GARY Madine won’t let his barren start to life at Wanderers get him down.

Pressure has built around Neil Lennon’s summer signing to find his first Bolton goal, the agonising wait now extending to some seven games and 529 minutes of football.

Despite some impressive form in front of goal in pre-season, Madine has found things tough since hitting the woodwork twice on his debut against Derby County.

While Lennon has praised the striker’s all-round game, the team’s general lack of goals have magnified his own situation.

Madine refuses to allow his head to drop, however, and as he prepares to lead the line against Huddersfield Town tomorrow he is determined to play through his problems.

“From a personal point of view, of course it has been a bit frustrating,” he said. “Hitting the crossbar twice against Derby on the opening day of the season and then again against Burton. But it could have been so different.

“But I’m the kind of player, though, that if I miss a chance I won’t dwell on it.

“I’ll go again straight away and hopefully the Bolton fans have seen that of me so far.

“I feel as though I’ve played well in the games that I’ve figured so far – of course, as a striker you want goals, but ultimately your game-play is important too and the effort that you put in.”

If you take into consideration the end of last season, albeit in a struggling Blackpool team, then Madine has actually gone 1,073 minutes – some 17.8 hours – without celebrating a goal in the Championship or Capital One Cup.

Lennon has kept faith with his striker, who it must be said was signed as a target man, and remains pleased with his overall impact since joining the club.

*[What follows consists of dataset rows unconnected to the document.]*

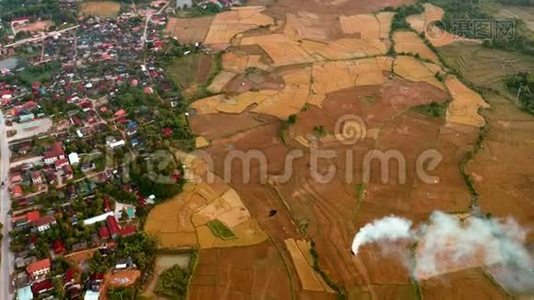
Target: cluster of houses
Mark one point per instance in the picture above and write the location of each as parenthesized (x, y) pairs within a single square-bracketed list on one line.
[(35, 275), (96, 58)]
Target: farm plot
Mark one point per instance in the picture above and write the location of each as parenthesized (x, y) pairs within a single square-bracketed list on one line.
[(410, 42), (107, 9), (228, 24), (204, 215), (485, 67), (240, 273), (465, 104), (189, 30), (426, 23), (411, 68)]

“Gary is a good player,” he said. “It hasn’t gone for him so far but I’m sure it will. He just needs to keep getting in there and it will come.

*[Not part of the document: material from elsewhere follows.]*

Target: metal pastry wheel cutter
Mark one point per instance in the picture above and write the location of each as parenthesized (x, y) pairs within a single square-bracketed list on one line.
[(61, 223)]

“We do need to be more clinical, we do need more quality in the final third, but I can’t ask any more from Gary or any of my players in terms of effort.”

Lennon’s search for more firepower will continue into next week. But in the meantime, Madine admits his manager is working hard in training to bring the best out the strikers already at the club.

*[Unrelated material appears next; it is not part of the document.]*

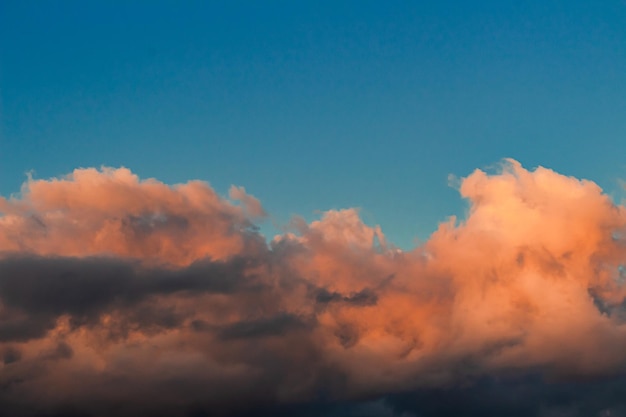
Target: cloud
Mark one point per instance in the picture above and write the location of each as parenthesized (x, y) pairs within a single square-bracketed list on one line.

“The gaffer is a perfectionist,” he told the club’s match-day programme. “He’s the kind of manager where I could go and put five out of five shots in the back of the net but as soon as I miss one, he’s on you.

“That’s not a bad thing, not at all. He always wants more from you and to be the best that you possibly can. He constantly keeps you on your toes and a lot of players, myself included, need that.

“He doesn’t allow for complacency and that’s a great trait to have as a manager. He’s experienced and he knows what he wants from his team.”